Dikisahkan bahwa penduduk Hims
sangat kritis terhadap para pembesar mereka sehingga sering mengadu kepada
khalifah. Setiap pembesar yang baru datang memerintah, ada saja celanya
bagi mereka. Dicatatnya segala kesalahan pembesar itu, lalu dilaporkannya
kepada khalifah dan minta diganti dengan yang lebih baik. Karena itu,
khalifah Umar mencari seorang yang tidak bercacat dan namanya belum pernah
rusak untuk menjadi gubernur di sana. Lalu, ia sebar pembantu-pembantunya
untuk mencari orang yang paling tepat. Maka, tidak diperolehnya orang yang
lebih baik selain Umair bin Saad.
Tetapi, sayang Umair ketika itu
sedang bertugas memimpin pasukan perang fi sabilillah di wilayah
Syam. Dalam tugas itu dia berhasil membebaskan beberapa kota,
menghancurkan beberapa benteng, menundukkan beberapa kabilah, dan membangun
masjid di setiap negeri yang dilaluinya.
Saat seperti itulah Amirul Mukminin
memanggilnya kembali ke Madinah untuk memangku jabatan gubernur di
Hims. Khalifah Umar memerintahkan untuk segera berangkat ke
Hims. Umair menerima perintah tersebut dengan hati enggan, karena baginya
tidak ada yang lebih utama selain perang fi sabilillah.

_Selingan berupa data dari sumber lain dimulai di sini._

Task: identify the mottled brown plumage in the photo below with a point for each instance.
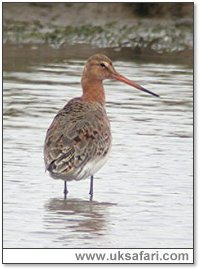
(79, 139)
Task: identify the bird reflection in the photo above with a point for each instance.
(77, 218)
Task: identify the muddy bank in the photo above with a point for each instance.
(165, 31)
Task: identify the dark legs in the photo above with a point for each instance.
(91, 187)
(65, 189)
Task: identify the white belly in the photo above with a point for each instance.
(91, 167)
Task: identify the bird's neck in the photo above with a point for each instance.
(93, 90)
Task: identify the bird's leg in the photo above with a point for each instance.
(91, 187)
(65, 190)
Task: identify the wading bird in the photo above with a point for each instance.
(78, 141)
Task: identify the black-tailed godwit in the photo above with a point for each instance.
(78, 141)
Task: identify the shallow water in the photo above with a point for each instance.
(143, 195)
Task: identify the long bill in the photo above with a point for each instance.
(121, 78)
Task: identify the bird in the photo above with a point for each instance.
(78, 141)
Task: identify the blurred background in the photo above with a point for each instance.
(151, 30)
(143, 196)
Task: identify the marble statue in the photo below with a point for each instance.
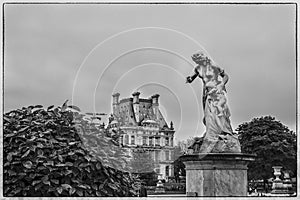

Setibanya di Hims, dipanggilnya
orang banyak berkumpul ke masjid untuk shalat berjamaah. Selesai shalat
dia berpidato. Mula-mula dia memuji Allah dan mengucapkan shalawat untuk
Nabi, dan kemudian dia berkata, "Hai manusia, sesungguhnya Islam adalah
benteng pertahanan yang kokoh dan pintu yang kuat.Benteng Islam itu adalah
keadilan dan pintunya adalah kebenaran (al-haq). Apabila benteng itu
ambruk dan pintunya roboh, pertahanan agama akan sirna. Islam akan
senantiasa kuat selama kekuasaan tegak dengan kokoh. Tegaknya kekuasaan
bukanlah dengan cemeti dan tidak pula dengan pedang, melainkan dengan
menegakkan keadilan dan melaksanakan yang hak."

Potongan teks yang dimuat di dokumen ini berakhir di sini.